Can Citizen Governance Redress the Representative Bias of Political Participation?


Peter John is the Hallsworth Chair of Governance in the School of Social Sciences, University of Manchester, where he is a director of the Institute for Political and Economic Governance. He has held posts at Birkbeck College and at the Universities of Southampton and Keele. He has interests in the public policy, urban political, and participation. He is the author of Analyzing Public Policy (1998) and Local Governance in Western Europe (2001). He was codirector of the U.K. Home Office's Civil Renewal Research Programme in 2004–2005.

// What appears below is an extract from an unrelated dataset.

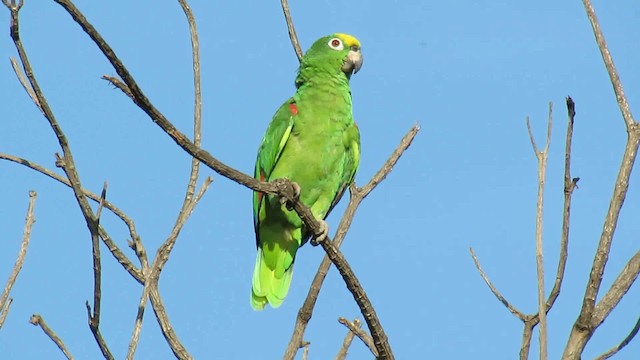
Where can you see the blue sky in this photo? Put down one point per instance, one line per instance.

Can a more collaborative form of public management correct for the historical link between social and economic status (SES) and political participation? New initiatives to involve the citizen directly in public decision making—citizen governance—aim to include a wider representation of groups in society because they draw from service users and seek to recruit hard-to-reach groups. To test the claim that citizen governance may be more representative than other acts of political participation, this essay reports data from the 2005 English and Welsh Citizenship Survey. Using descriptive statistics and regression analysis, it finds evidence that citizen governance is more representative than civic activities, especially for young people and ethnic minority communities. Policy makers can fine-tune their interventions to reach underrepresented groups without believing the citizen governance is a panacea for long-running biases in civic participation.